Sunday, December 25, 2011

You Can't Go Home Again

Last Saturday I had the opportunity to attend a very unique and rare show at the Yecheon Cultural center: a performance by a troupe of dissident North Koreans.  Though the show was hardly advertised (if at all, officially), I got word of it less than an hour before it began and was off to see what it was all about.

The entertainers had been a troupe in North Koreas capital, Pyongyang, before they escaped to South Korea.  While their details were vague on their past history or the story of their dissent it was very clear where they were from.  Their manner of speaking was immediately and obviously different.  While I'm not versed enough at Korean to pick out the nuanced variations in their inflection from the general South Korean dialect, the leader of the troupe's speech resonated with the sharp, almost militaristic tone of the North Korean state television news broadcasts picked up by our media sometimes.  This in itself seemed somewhat sad, as the woman opening the show was clearly anything but harsh and militaristic--it was simply the way she had learned to speak the language, at least before an audience, and it's left to mine and anyone else's imagination how she grew up and what kind of life she led.  The thing I was most aware of each time she was on stage, moreso than how she spoke, was that when she smiled it looked like she was about to cry--a tendency I haven't seen on any other Korean's face.  Thinking about it later I realized that when her mouth was pulled into a grin her eyes didn't go along with it, narrowing as they normally would, giving the curious impression of someone who is distraught but ordering themselves to smile anyway.  Whatever it was, I was starkly aware that in some intangible way her features bore her past all too well.  "If you leave during the show, I'll send you to the North Korea," she joked darkly in Korean before the first performance began, and chuckles rippled thoughout the crowd.

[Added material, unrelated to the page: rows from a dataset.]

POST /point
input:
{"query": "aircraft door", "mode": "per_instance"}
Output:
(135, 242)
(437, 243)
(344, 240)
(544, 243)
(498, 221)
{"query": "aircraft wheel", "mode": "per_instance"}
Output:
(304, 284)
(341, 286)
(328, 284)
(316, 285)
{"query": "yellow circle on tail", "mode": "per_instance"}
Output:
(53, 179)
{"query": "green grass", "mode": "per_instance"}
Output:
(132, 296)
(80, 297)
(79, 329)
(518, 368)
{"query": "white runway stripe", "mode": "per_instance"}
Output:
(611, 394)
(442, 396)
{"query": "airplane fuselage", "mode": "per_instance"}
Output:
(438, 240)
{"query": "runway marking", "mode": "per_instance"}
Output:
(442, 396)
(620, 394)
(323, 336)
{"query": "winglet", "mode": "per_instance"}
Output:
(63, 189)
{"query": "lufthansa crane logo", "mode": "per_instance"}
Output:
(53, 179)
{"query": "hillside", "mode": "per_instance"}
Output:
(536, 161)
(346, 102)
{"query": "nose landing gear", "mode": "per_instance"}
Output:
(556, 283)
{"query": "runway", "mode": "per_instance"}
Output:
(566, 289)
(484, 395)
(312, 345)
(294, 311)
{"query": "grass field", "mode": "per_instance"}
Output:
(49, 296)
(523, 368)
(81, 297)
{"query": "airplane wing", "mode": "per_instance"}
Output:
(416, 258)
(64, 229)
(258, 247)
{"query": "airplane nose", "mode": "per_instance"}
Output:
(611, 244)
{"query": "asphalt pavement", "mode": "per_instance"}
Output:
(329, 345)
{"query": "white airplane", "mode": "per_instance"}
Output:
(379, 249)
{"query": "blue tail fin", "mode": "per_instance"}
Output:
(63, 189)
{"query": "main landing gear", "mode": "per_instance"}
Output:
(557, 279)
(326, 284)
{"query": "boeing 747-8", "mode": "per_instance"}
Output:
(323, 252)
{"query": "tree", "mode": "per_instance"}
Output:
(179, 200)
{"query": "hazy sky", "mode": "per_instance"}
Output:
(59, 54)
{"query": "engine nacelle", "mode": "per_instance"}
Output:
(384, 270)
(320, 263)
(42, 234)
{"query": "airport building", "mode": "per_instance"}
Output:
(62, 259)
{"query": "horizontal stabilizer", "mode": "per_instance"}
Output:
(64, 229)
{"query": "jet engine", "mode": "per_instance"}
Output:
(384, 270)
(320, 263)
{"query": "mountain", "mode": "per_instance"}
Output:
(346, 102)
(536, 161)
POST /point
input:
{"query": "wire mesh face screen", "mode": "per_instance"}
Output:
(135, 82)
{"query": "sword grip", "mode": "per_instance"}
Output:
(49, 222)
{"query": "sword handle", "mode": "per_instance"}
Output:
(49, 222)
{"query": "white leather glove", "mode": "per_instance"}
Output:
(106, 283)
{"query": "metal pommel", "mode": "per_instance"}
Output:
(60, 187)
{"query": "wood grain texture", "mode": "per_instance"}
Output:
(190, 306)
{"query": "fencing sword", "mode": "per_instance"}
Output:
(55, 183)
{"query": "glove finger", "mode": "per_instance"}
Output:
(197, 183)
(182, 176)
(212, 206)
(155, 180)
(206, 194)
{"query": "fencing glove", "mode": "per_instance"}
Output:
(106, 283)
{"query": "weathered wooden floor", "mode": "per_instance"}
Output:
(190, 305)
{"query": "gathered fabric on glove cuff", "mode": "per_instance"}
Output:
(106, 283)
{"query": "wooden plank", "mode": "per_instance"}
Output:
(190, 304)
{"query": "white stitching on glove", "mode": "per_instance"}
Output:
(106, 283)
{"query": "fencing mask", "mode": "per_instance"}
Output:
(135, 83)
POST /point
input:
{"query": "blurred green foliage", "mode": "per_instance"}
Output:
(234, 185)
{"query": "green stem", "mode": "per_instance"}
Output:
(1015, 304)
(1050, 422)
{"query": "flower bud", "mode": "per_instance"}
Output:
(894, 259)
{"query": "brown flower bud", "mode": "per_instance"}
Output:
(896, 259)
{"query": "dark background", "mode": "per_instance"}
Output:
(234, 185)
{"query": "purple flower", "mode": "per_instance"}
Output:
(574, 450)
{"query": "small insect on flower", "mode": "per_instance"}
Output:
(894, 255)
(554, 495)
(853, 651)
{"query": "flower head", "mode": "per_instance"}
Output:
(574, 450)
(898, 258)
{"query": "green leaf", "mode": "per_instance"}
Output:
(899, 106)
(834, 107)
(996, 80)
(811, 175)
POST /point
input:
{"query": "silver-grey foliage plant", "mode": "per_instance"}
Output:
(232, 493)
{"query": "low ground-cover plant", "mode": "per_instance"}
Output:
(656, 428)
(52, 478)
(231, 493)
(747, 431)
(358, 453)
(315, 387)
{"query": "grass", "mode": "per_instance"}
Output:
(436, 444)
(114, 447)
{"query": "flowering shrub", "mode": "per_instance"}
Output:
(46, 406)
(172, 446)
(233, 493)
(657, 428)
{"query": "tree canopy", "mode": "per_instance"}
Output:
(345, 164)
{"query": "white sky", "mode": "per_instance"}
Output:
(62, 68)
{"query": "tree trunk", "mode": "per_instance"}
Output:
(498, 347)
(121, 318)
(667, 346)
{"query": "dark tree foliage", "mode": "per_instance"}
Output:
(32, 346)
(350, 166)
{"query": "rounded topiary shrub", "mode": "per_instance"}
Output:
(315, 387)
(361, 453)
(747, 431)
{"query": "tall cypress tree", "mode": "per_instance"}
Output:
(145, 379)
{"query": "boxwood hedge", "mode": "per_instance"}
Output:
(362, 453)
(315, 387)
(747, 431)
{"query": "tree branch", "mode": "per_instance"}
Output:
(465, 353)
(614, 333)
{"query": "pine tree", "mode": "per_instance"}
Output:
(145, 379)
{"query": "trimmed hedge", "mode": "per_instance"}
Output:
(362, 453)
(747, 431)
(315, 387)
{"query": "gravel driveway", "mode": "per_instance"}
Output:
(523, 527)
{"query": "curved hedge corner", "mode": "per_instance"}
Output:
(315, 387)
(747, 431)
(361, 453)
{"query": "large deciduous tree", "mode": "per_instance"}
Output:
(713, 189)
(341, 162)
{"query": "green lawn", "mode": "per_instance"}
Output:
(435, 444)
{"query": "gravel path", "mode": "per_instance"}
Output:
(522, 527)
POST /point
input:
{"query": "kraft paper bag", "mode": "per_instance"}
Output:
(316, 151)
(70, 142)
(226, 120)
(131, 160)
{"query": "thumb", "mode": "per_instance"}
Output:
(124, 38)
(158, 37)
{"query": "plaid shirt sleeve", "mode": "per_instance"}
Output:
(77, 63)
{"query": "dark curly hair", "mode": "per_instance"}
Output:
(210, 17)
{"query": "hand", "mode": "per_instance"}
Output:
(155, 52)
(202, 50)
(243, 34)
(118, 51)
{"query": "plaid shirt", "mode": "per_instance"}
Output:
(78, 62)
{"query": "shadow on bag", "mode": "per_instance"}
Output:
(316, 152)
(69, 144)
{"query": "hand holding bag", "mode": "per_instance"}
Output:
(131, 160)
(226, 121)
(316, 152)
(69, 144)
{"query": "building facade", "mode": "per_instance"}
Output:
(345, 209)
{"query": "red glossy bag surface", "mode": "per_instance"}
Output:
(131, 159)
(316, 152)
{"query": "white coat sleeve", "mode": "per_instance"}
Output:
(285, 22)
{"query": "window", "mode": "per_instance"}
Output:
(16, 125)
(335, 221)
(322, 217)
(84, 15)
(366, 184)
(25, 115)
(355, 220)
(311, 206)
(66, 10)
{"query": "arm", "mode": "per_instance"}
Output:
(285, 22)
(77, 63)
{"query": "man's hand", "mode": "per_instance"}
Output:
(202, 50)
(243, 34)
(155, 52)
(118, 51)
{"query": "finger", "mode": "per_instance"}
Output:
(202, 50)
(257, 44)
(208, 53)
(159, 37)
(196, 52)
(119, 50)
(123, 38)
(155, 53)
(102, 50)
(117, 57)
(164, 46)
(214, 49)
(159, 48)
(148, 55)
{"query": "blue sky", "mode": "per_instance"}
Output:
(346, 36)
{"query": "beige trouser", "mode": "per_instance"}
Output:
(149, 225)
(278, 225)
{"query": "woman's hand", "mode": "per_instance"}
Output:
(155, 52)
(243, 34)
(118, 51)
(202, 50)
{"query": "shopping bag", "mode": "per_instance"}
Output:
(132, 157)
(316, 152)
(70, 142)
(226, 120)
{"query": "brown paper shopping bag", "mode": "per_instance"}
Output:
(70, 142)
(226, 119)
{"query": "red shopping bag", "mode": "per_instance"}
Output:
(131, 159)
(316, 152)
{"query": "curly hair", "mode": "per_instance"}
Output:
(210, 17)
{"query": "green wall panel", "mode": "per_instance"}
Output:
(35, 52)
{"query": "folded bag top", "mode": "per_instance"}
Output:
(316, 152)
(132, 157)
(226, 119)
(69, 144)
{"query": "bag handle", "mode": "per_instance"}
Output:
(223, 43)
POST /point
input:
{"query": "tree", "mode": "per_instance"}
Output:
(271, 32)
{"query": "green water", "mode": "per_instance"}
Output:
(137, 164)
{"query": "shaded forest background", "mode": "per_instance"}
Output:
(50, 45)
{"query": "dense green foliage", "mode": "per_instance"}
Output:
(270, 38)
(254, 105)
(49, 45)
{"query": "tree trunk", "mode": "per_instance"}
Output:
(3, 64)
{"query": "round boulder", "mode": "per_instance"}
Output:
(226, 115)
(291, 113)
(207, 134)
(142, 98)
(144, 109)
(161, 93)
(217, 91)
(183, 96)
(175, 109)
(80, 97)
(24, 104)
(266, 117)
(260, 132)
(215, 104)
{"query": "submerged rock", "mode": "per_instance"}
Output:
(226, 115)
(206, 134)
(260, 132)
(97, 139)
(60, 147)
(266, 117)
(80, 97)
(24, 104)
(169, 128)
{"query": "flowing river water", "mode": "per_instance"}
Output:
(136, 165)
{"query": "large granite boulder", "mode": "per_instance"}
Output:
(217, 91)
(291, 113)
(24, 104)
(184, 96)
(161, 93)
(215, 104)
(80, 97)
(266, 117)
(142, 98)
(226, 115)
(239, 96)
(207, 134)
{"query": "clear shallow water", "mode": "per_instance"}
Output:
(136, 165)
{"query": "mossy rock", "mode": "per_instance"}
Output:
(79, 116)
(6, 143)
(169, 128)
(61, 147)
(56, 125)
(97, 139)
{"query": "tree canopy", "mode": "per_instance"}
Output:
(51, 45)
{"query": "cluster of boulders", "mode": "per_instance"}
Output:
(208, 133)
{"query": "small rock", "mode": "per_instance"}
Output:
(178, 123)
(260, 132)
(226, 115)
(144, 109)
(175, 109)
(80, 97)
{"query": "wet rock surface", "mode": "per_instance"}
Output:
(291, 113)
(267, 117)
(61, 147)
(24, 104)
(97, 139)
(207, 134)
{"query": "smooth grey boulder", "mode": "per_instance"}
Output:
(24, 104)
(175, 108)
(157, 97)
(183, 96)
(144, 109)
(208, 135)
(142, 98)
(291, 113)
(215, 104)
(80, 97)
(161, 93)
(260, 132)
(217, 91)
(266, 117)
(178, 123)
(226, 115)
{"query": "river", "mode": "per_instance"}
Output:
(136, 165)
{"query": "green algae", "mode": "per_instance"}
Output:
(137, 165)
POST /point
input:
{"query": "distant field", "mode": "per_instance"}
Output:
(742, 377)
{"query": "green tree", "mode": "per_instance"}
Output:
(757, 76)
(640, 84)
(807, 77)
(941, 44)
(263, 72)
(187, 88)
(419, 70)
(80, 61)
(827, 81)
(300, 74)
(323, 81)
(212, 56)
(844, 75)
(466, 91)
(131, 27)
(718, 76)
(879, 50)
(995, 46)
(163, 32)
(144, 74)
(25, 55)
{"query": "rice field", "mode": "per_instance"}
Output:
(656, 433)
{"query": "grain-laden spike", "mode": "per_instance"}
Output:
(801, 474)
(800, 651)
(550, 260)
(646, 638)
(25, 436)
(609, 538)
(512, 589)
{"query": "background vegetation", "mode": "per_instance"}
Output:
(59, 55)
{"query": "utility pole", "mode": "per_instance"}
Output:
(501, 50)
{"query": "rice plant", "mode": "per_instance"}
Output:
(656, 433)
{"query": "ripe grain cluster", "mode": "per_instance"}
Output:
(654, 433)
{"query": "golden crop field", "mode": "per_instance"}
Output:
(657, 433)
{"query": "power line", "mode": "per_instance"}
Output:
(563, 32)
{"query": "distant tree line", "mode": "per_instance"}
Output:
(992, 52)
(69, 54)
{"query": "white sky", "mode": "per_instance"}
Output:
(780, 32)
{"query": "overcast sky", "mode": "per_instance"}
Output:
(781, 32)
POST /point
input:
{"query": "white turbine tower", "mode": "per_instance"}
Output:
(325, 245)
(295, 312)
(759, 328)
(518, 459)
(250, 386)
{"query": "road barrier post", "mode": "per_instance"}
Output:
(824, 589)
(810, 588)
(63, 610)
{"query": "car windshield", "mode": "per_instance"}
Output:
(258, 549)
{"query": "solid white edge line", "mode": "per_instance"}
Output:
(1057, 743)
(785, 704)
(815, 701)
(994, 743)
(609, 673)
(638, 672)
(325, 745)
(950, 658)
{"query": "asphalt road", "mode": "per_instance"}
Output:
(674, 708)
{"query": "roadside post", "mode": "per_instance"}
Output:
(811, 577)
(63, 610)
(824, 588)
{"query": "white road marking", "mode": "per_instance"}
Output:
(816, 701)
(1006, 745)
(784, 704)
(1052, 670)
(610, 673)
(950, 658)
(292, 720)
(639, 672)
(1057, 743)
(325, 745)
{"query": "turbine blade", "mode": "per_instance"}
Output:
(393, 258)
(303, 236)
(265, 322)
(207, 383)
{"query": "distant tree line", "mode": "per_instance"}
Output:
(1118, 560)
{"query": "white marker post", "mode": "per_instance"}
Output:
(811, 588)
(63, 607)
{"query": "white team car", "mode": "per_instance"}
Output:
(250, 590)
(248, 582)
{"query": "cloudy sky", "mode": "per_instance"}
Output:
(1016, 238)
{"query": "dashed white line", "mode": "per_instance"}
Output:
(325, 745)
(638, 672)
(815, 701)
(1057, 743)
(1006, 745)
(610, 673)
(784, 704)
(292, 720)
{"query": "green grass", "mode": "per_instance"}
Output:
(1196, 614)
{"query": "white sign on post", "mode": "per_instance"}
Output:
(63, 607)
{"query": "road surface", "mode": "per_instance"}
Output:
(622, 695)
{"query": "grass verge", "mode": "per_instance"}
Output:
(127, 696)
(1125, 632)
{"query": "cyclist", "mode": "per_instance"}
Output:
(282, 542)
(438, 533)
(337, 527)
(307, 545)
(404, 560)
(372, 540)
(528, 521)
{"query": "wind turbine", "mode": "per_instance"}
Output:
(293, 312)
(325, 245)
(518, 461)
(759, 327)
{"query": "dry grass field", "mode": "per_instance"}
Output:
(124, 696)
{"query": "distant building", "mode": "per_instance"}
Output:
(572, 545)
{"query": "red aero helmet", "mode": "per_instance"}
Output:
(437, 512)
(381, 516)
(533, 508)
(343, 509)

I didn't know what to expect from the show, and indeed I suspect few did, besides that there would be singing involved.  The first act was some of the members performing a song which I assume was called Pangapsumnida ("nice to meet you") as this word, repeated, constituted the chorus.  On an enormous projector screen behind the stage video played of elderly Koreans finally being reunited with family members they lost after the border was drawn between the North and South in the destitute days following the Korean war (a reunion organized years ago in a rare joint agreement between the North and South).  I hadn't expected  to get teary during the show but around the auditorium I sensed there were plenty more misty eyes, perhaps none more so than the most elderly members of the audience.

The night featured plenty more songs, some of them North Korean in origin, other ones oldies well known by the audience.  At one point the singer came down into the audience and let some old women sing a few of the lines of the song on the microphone while the crowd intoned the lyrics all around.  As the singer walked down the aisle, women gripped her hand firmly as if they didn't want to let her go.  It was in some way a moment of fascination for all, the first encounter with a North Korean (or at least a former one), but in they way people held and reached for the singers hand with elated smiles on their faces there was also an air of reunion--of a long lost sister and daughter finally returned to them.

Besides singing the snow included plenty of dancing and also a bit of a magic act.  One dance by the troupe's young women was done entirely with pots balanced on their heads, and another was a traditional Korean fan dance.  The entire show was throughly enjoyable and the crowd couldn't have been more receptive.  The time passed quickly and when it was over I found myself still ready to see more.  I wished that I could meet with the performers and talk long with them--there's so much I want to know about their lives and so many stories I wish I could hear them tell, but alas, it wasn't in the cards (and even if I could meet them, I'm nowhere near capable enough with my Korean.)  Of my many questions, I continue to wonder who they left behind in North Korea when they escaped.  Do they have friends there, or family?  Is the troupe a family unto itself, or were they the only friends each other really had?  I suppose I'll never really know, and in a way maybe it's best that I couldn't speak to them and bring such things up.  Returning to the North would almost certainly mean imprisonment or death (the first one quickly leading to the latter, I don't doubt), and without a way to contact those inside I imagine they've had to move on and reconcile whoever they did leave behind in a way that most of us can scarcely imagine; the only option left on the table when you can't go home again.